Based on CMS inspection data, MEADOWBROOK CARE CENTER has a clean safety record: no substantiated abuse findings (meaning no confirmed cases of resident harm), no Immediate Jeopardy citations (the most serious violation level indicating risk of serious injury or death), and is not on the Special Focus Facility watch list (a federal program monitoring the lowest-performing 1% of nursing homes). The facility has a 3-star overall rating and ranks #1 of 100 nursing homes in Texas. While no facility is perfect, families should still ask about staff-to-resident ratios and recent inspection results during their visit.

Do Nurses at Meadowbrook Stick Around?

MEADOWBROOK CARE CENTER has a staff turnover rate of 52%, which is 6 percentage points above the Texas average of 46%. Moderate turnover is common in nursing homes, but families should still ask about staff tenure and how the facility maintains care continuity when employees leave.

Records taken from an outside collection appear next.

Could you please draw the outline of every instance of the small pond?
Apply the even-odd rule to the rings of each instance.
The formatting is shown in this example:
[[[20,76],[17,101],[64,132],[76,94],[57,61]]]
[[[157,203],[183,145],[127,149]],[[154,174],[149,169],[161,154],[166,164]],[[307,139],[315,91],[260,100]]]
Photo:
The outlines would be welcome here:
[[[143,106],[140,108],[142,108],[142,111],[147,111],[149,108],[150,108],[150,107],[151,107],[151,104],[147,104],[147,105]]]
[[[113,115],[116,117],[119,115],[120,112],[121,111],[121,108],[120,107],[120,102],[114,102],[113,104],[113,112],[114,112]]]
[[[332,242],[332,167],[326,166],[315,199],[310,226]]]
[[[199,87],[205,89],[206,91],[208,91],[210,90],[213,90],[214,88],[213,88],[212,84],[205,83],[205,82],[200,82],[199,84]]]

Was Meadowbrook Ever Fined?

MEADOWBROOK CARE CENTER has been fined $9,311 across 1 penalty action. This is below the Texas average of $33,172. While any fine indicates a compliance issue, fines under $50,000 are relatively common and typically reflect isolated problems that were subsequently corrected. Families should ask what specific issues led to these fines and confirm they've been resolved.

Is Meadowbrook on Any Federal Watch List?

MEADOWBROOK CARE CENTER is not on any federal watch list. The most significant is the Special Focus Facility (SFF) program, which identifies the bottom 1% of nursing homes nationally based on persistent, serious quality problems. Not being on this list means the facility has avoided the pattern of deficiencies that triggers enhanced federal oversight. This is a positive indicator, though families should still review the facility's inspection history directly.